There can be no progress without vision; that idea that you have a goal or objective, and you are going to take every step possible to move towards that goal, and then also making a goal of letting no one dilute that goal. It's having a core idea, holding onto it, and letting it be unshakeable, and then convincing others to follow you; not just bending to cover all your bases and check as many ideological boxes as you can.
There can be no direction without vision and no movement without flexibility. Progress is directed motion, and it requires both.
weird has articulated a position at one end of a spectrum; Mitch McConnell sits on the other. If you spend all your time standing firm against ideological variance, you never get anywhere; if you rush to accommodate everyone who can possibly help you, you end up pushed in all directions. It matters what you're willing to compromise on and how far, because ideas can move in unexpected ways -- and right now both parties are rushing to accommodate people so hard that they've lost any real ideological core other than animosity. All they can agree on is that everything sucks because of those people, the ones we've decided we have more to gain by ostracizing then including. Thus we get fundamentalist pastors claiming that extreme weather is God's punishment for sodomy and radical feminists claiming the Principia Optica is a rape manual and everything in between: they've compromised and compromised until there's nowhere left to go but against Them. But, if you never compromise, you're a party of one, and people who are amenable to 99% of your agenda just start arguing that you're the sum of all evil to draw people away from you and to them. This is related to the No True Scotsman fallacy, by the way.

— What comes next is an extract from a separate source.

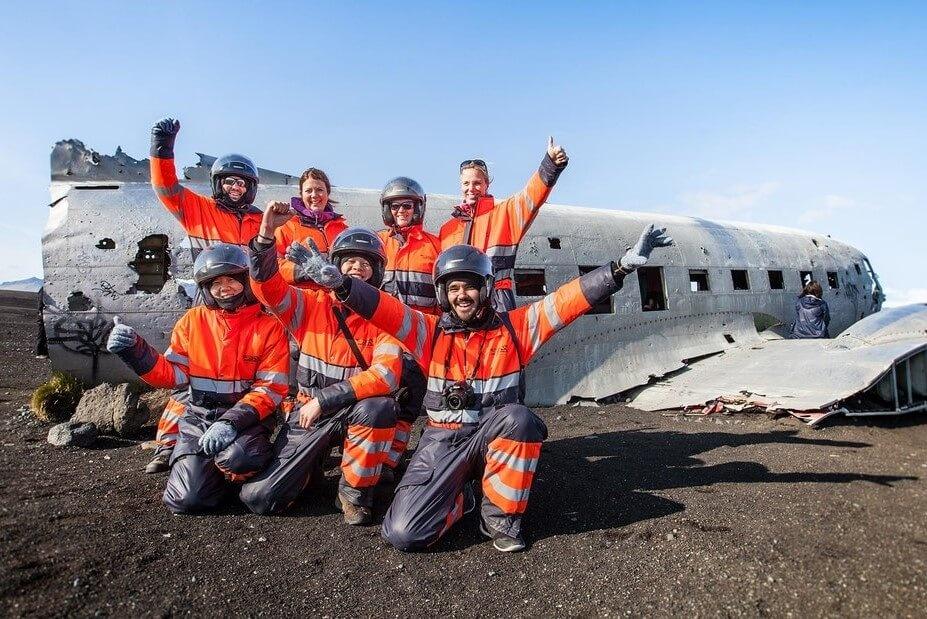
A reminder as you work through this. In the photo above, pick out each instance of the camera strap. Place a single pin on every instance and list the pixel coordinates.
(350, 338)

But these are strategic questions, and strategy grows from tactics and logistics. As I said, before you decide what you want you have to decide what you can have, and that means two things: identifying who you need and identifying what they want, every step of the way. Link those possible paths together and you have your available destination set, reachable one step at a time. People act on local, tactical scales; they can't make promises beyond the next time their schedule changes or donate money they don't know if they'll need for something more urgent, and likewise they need a goal that they can see and a perceptibly effective way to work toward it. This is one of the big problems with the more radical egalitarian subset movements: they're so concerned with the opposition that when the hated servants of the kyriarchy turn up and earnestly ask how they can help, they don't have an answer that gets them useful allies. "Give me everything you own to even out the wage gap" isn't practicable, nor is "quit your job so I can have it." And so people just don't want to do anything. "All our elected officials are psychotic tyrants" isn't actionable either. If you want to actually make progress toward your goals, "how can I help?" can either make you or break you; your immediately available answer needs to scale to all levels of commitment and resources and still feel good and do something actually useful. "Give us money or recommend us to someone who can" is worse than useless.
So, "this thing I mention" is actually a prerequisite for dealing with ideological differences -- long before you get to debate where your movement should go, you need a plan to get a movement capable of going anywhere, and that means getting ideology and pragmatism and sociology all to mesh together into something that can turn disinterested bystanders into associates with an interest in seeing your plan come to fruition. A huge part of the reason both parties are failing right now is their lack of that; each just says "get the other guys out and we'll
?? and then profit" and that's inherently unstable, because once you have the majority everyone's expecting a different good thing. A properly constructed movement founded on concrete, positive policy ideas can actually roll with people showing up with a different vision, because then you can get creative and invoke the sunk cost fallacy to minimize your losses while you put together a maximally satisfactory plan (which can just be "we make your thing an alternative to ours accessible in this way").
And really, there's a lot of good to be done that almost everyone agrees should happen because it's procedural rather than ideological, and that's a good place to start. Put together a party whose platform starts with something like smoothing the step functions in welfare brackets so nobody takes home less money by earning more, making the IRS do your taxes for you with the info they already have so 99% of people don't need TurboTax, and maybe something slightly more controversial like establishing a universal minimum wage without an exception for tips (exact amount to be determined later) and you could at least get people thinking in terms of the effects those policies will have on them rather than who you're demonizing. That gives you an opening, and you can trial more things as time goes on and you get a better sense of who's marching with you. Starting and ending with the negative just makes people contentious.